Ein Geräusch ließ Kevin auffahren. Eine rotgetigerte dicke Katze sprang auf das Bett und musterte den kleinen Jungen neugierig. Kevin streichelte vorsichtig das dichte Fell und legte sich erleichtert zurück.
Er war die halbe Nacht in der Stadt herumgeirrt, hatte sich jedesmal versteckt, wenn ein Auto vorbeifuhr oder ihm jemand auf dem Gehsteig entgegenkam. Es war schon fast hell gewesen, als Kevin den Stadtrand erreichte. Er war müde, die Beine taten ihm vom vielen Laufen weh, und er wußte nicht, in welche Richtung er weiterlaufen sollte. Wenn er doch einen Anhaltspunkt gehabt hätte, wo ungefähr seine Mutter wohnen konnte!

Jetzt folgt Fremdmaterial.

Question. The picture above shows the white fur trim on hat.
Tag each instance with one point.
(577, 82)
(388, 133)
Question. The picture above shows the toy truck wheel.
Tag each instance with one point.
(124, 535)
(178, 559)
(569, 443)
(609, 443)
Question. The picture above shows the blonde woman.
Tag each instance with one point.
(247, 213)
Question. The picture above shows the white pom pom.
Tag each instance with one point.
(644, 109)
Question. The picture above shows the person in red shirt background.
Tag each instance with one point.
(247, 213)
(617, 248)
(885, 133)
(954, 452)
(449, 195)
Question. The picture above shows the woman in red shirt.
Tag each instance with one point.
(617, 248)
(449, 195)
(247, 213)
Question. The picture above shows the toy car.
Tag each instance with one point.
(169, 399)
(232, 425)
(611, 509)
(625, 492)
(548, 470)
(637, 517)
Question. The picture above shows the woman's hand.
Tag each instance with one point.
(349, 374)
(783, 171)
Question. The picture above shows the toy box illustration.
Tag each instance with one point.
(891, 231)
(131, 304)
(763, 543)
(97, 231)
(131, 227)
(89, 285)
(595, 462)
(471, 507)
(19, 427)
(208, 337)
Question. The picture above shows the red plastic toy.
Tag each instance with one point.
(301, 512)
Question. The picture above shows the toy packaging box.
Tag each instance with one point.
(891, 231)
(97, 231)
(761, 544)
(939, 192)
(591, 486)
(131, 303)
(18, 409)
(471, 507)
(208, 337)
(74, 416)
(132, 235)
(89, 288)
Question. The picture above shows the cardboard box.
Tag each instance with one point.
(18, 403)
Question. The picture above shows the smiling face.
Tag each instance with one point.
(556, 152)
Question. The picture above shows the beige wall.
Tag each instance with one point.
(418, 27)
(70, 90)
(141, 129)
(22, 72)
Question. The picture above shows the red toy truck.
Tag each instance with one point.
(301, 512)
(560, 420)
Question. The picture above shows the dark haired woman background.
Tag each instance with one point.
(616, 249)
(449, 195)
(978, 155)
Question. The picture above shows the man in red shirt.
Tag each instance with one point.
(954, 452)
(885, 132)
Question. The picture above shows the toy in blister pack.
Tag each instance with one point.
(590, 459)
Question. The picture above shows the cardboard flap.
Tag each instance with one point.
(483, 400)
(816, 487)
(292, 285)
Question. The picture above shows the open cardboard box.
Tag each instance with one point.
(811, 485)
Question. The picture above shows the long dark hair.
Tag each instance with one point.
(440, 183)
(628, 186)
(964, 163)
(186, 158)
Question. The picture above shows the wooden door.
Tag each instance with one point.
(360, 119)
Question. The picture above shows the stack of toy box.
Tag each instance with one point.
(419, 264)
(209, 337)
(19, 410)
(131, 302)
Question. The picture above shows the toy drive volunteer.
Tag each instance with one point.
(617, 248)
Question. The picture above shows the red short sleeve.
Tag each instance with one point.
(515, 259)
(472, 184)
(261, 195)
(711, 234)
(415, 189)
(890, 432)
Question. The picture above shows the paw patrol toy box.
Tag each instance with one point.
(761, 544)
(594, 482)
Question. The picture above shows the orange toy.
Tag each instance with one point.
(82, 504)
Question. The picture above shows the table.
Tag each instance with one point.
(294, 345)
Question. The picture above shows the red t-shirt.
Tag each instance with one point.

Da hatte er gehört, wie jemand leise immer wieder ›Napoleon‹ in die Stille rief. Kevin war neugierig nähergetreten und hatte staunend beobachten können, wie eine ältere Frau in den Büschen nach etwas suchte.
»Kann ich Ihnen helfen?« hatte Kevin artig gefragt, und die Frau hatte sich sehr erschrocken. Wer vermutet schon zu solch früher Stunde einen einsamen kleinen Jungen unterwegs?